Paul Ekman, talvez o leitor de rostos mais famoso do mundo, teme ter criado um monstro.

O psicólogo de 80 anos, pioneiro no estudo das expressões faciais na década de 1970, criou um catálogo de mais de 5 mil movimentos musculares para mostrar como o mais leve enrugamento do nariz ou a a mais sútil elevação de uma sobrancelha pode revelar as emoções escondidas de uma pessoa, de acordo com o Wall Street Journal.

Hoje, a pesquisa do Dr. Ekmanestá sendo tratada, por empresas como a Emotient Inc., Affectiva Inc. e Eyeris, como a espinha dorsal de uma tecnologia que se baseia em algoritmos para analisar os rostos das pessoas e, potencialmente, descobrir seus sentimentos mais profundos.

Juntas, elas estão acumulando uma enorme base de dados visual de emoções humanas, em busca de padrões que podem prever as reações e comportamentos emocionais em grande escala.

Dr. Ekman, que concordou em se tornar um conselheiro para Emotient, diz que está dividido entre o potencial poder de todos esses dados e à necessidade de garantir que eles sejam usados de forma responsável, sem violar a privacidade das pessoas.

Até agora, a tecnologia tem sido usada principalmente para pesquisa de mercado. A Emotient, uma startup de San Diego, cujo software é capaz de reconhecer emoções a partir de um banco de dados de microexpressões que acontecem em uma fração de segundo, tem trabalhado com a Honda Motor Co. e Procter & Gamble Co. para medir as emoções das pessoas enquanto elas experimentam produtos.

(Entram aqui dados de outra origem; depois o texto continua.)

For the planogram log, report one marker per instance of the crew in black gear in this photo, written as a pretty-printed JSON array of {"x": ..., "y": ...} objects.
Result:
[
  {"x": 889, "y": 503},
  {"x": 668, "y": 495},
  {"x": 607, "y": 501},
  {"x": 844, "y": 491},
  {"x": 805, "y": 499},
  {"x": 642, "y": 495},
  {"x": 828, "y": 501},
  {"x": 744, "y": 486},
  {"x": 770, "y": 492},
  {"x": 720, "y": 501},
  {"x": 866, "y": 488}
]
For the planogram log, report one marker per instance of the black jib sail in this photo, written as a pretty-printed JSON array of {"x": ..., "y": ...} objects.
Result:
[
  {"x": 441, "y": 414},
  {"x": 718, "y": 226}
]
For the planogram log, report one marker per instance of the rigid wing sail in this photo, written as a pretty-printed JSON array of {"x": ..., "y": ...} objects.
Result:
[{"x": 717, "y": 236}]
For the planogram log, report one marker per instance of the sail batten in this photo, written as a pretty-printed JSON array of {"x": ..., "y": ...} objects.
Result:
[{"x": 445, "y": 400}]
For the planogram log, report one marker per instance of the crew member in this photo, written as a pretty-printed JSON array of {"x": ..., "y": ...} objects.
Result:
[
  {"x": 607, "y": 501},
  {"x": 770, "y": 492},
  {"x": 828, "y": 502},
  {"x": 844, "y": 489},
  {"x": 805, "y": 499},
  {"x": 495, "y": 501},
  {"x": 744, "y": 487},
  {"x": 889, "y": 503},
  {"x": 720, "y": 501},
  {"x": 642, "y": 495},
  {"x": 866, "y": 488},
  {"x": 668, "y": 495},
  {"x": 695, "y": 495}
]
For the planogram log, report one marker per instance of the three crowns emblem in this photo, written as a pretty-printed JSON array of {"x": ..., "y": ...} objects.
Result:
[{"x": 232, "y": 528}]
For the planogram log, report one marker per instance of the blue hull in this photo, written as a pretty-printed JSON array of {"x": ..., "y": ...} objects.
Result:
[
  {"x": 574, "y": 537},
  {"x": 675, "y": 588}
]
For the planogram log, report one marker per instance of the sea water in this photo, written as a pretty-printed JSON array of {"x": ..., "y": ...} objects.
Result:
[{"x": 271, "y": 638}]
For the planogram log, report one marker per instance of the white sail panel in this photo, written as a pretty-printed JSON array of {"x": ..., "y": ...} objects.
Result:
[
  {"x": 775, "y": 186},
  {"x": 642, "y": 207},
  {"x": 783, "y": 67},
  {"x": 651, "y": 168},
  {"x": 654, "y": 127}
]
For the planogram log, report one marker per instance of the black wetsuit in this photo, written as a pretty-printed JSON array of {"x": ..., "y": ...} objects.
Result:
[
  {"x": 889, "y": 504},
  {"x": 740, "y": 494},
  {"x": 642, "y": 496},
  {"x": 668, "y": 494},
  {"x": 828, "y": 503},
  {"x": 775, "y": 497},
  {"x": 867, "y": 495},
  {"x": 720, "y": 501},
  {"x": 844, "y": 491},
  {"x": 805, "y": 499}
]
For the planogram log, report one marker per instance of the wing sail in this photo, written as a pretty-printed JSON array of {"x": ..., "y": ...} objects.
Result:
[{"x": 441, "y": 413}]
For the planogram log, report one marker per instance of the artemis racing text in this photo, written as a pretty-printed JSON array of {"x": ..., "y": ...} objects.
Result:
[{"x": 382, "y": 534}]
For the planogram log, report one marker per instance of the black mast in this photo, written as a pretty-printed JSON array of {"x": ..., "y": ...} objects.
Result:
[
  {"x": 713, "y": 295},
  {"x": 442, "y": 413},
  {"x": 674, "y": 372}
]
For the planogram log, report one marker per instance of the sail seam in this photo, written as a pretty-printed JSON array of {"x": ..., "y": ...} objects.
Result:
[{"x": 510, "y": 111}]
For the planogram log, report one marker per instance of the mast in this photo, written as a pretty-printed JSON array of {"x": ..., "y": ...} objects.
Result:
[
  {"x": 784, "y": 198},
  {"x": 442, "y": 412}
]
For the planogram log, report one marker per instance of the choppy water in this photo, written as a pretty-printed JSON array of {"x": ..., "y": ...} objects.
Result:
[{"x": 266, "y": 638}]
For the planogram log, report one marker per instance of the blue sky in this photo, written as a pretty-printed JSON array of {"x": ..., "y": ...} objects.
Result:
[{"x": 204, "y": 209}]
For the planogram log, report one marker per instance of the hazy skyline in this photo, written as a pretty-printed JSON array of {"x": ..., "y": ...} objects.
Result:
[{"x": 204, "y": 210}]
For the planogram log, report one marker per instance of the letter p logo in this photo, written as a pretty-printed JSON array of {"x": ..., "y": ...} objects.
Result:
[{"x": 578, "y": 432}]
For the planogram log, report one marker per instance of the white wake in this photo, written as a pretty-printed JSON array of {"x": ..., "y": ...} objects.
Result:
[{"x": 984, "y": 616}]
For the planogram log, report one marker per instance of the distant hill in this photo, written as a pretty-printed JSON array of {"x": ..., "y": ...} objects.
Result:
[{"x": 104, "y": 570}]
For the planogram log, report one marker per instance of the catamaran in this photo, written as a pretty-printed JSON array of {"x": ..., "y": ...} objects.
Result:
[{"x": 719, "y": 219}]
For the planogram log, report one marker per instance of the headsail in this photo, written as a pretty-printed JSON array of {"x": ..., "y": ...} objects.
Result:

A Affectiva, uma fabricante de software de detecção de emoção baseada em Waltham, Massachusetts, tem usado webcams para monitorar consumidores enquanto eles assistem a anúncios de empresas como Coca-Cola Co. e Unilever PLC.

Essa tecnologia também tem o potencial de ajudar as pessoas ou até mesmo salvar vidas. Câmeras que poderiam sentir quando um caminhoneiro está esgotado poderia impedi-lo de cair no sono ao volante. Colocar câmeras equipadas com softwares munidos de sensores de emoções em sala de aula poderia ajudar os professores a perceber se os alunos estão, ou não, prestando atenção em suas aulas.

Mas outras aplicações podem suscitar procupações com a privacidade. Um varejista, por exemplo, está testando um software embutido em câmeras de segurança que podem verificar os rostos das pessoas e suas emoções quando elas entram e saem da sua loja.

Já a Eyeris, com sede em Mountain View, Califórnia, informou que já vendeu o seu software para agências federais de aplicação da lei para uso em interrogatórios.

O perigo, Dr. Ekman e defensores da privacidade dizem, é que a tecnologia poderia revelar as emoções das pessoas sem o seu consentimento e seus sentimentos poderiam ser mal interpretados.

As pessoas podem tentar usar o software para determinar se o seu cônjuge está mentindo, a polícia pode ler as emoções das multidões e os empregadores podem usá-lo para monitorar secretamente funcionários ou candidatos a emprego.

“Eu não posso controlar o uso; só posso ter certeza de que o que eu estou oferecendo é, pelo menos, uma imagem fidedigna de quando alguém está escondendo a emoção”, diz Dr. Ekman.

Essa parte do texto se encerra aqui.